Researchers from the Graphene Flagship have developed hybrids of graphene and molybdenum disulphide quantum dots to stabilize perovskite solar cells (PSCs). PSCs are a novel type of solar cells which are efficient, relatively easy to produce, made with cheaper materials and, due to their flexibility, can be used in locations where traditional silicon solar cells cannot be placed.
A collaboration between the Graphene Flagship Partners Istituto Italiano di Technologia, University of Rome Tor Vergata, and BeDimensional resulted in a novel approach based on graphene and related materials to stabilize PSCs, thus addressing the stability issue of PSCs, a major hurdle hindering their commercialization.

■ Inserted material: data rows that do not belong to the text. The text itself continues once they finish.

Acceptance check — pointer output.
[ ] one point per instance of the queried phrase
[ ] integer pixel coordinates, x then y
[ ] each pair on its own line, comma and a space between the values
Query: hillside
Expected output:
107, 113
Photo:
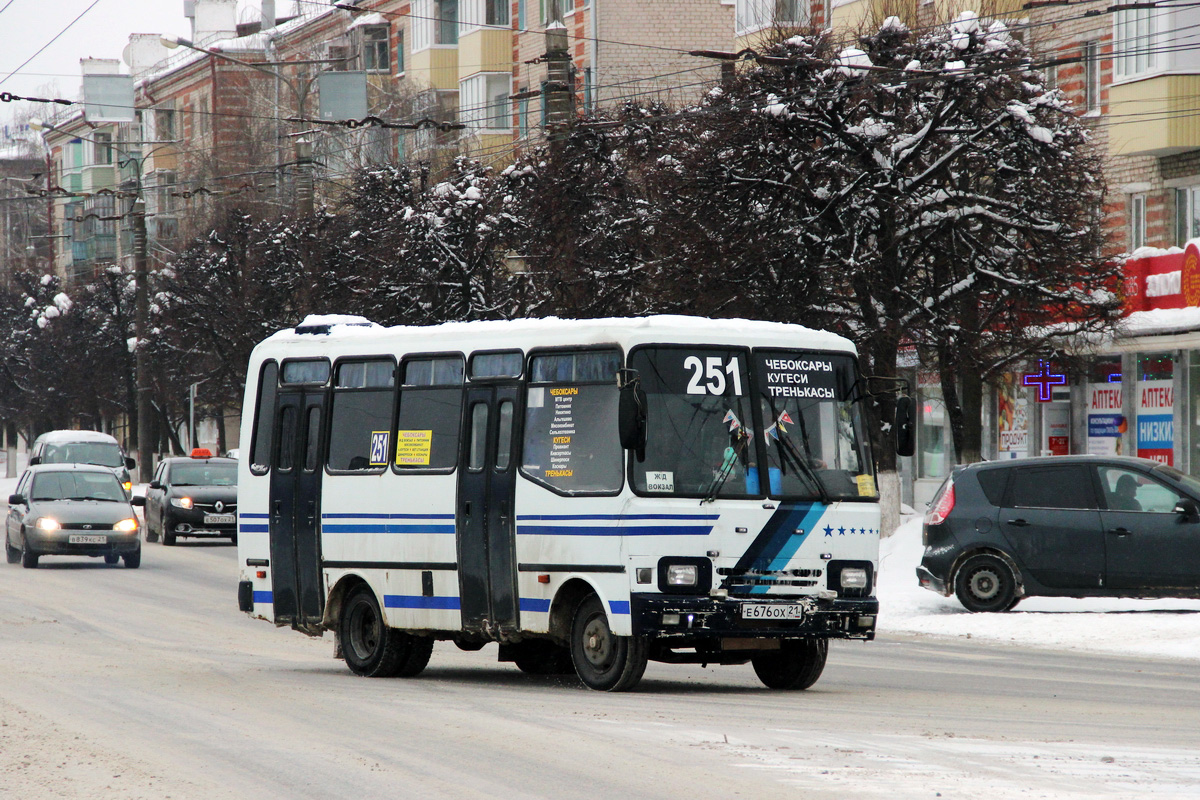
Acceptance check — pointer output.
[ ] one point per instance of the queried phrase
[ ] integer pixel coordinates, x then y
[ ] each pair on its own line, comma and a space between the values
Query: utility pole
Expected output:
141, 324
559, 89
304, 180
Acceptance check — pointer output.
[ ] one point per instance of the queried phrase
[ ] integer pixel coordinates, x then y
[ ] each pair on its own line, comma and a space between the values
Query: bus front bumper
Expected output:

Graphene was central, as molybdenum disulphide was anchored to reduced graphene oxide. This allowed for both materials' properties to be applied and the ink not only increased the stability but also the performance of the PSC.
"Thanks to this research, we have overcome a major hurdle to adopting this new technology," said Emanuel Kymakis, work package deputy leader for energy generation. "With the new levels of stability and performance, we could see the mass adoption of PSCs in the next few years."
Once the PSCs stability is solved, attention can focus on scaling up production. Manufacturing PSCs requires solution processing, that can be ramped up to an industrial scale. Due to the flexibility, PSCs can be applied to nearly any surface and produce electricity.
Andrea C. Ferrari, Science and Technology Officer of the Graphene Flagship and Chair of its Management Panel added: "the potential of graphene and related materials to improve solar cells has been recognized since the beginning of the Flagship. Their combination with the emerging field of perovskite solar cells now allows a crucial step forward in stability. This validates the major investments in spearhead projects on solar cells done by the Flagship and paves the way for the novel solar farm we will develop by 2020."